If organizations adopt AI without a defensible cost allocation framework, they risk cross-subsidization disputes, federal audit challenges, unpredictable funding gaps, and political or executive pushback on transparency.

If they delay AI adoption, they risk falling behind peers in automation, decision support, and operational efficiency.  

Either way, the financial model must evolve. AI amplifies structural weaknesses in traditional IT pricing models. If overhead recovery depends on license counts, any AI-driven optimization could destabilize central IT funding. 

That’s not a technology problem; it’s a rate model problem. 

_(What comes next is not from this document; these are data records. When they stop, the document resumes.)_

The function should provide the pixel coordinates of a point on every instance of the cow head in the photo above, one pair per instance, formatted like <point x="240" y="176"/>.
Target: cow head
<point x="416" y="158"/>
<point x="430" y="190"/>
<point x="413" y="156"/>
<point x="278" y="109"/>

IT Rate Setting As A Control Mechanism for Modern IT 

The solution isn’t more spreadsheets, it’s structural reform. 

The IT Rate Setting Guide outlines a two-part rate structure: 

  1. Fixed Monthly Base Services Fee

    A predictable charge that recovers costs that exist regardless of consumption.

    • Allocated using stable drivers such as: 
      • FTE (headcount) 
      • Managed endpoints 
      • Service footprint 
      • Or a documented composite index

This provides financial stability, predictable shared-cost recovery year-end shocks, and clear audit documentation.

  1. Consumption-Based Charges

Variable rates tied to actual usage:

    • $ per license 
    • $ per device 
    • $ per GB
    • $ per hour 
    • $ per ticket 

Agencies pay for what they use and overhead is no longer buried in license rates. Now agencies can optimize consumption without bankrupting central IT. 

When implemented properly, IT rate setting delivers financial stability regardless of usage variance, transparency that reduces disputes, audit-ready documentation, real-time visibility aligned to actuals, and governance controls such as annual driver freezers and quarterly true-ups. This transforms rate setting from a back-office exercise into a strategic leadership tool. 

From Volatility to Control 

Modern IT finance leaders must balance cost containment, innovation enablement, AI readiness, and federal audit defensibility.

The organizations that will thrive in the next decade are not just those that deploy AI or modern platforms. They are the ones that build financial models capable of absorbing volatility while preserving transparency and trust. 

Managing $33B in IT spend has shown us clearly: technology complexity will keep increasing, AI costs will expand, and security demands will grow. The only sustainable path forward is separating fixed from variable, documenting allocation logic, and building a rate structure that reflects economic reality. 

That’s not just better billing, that’s better governance.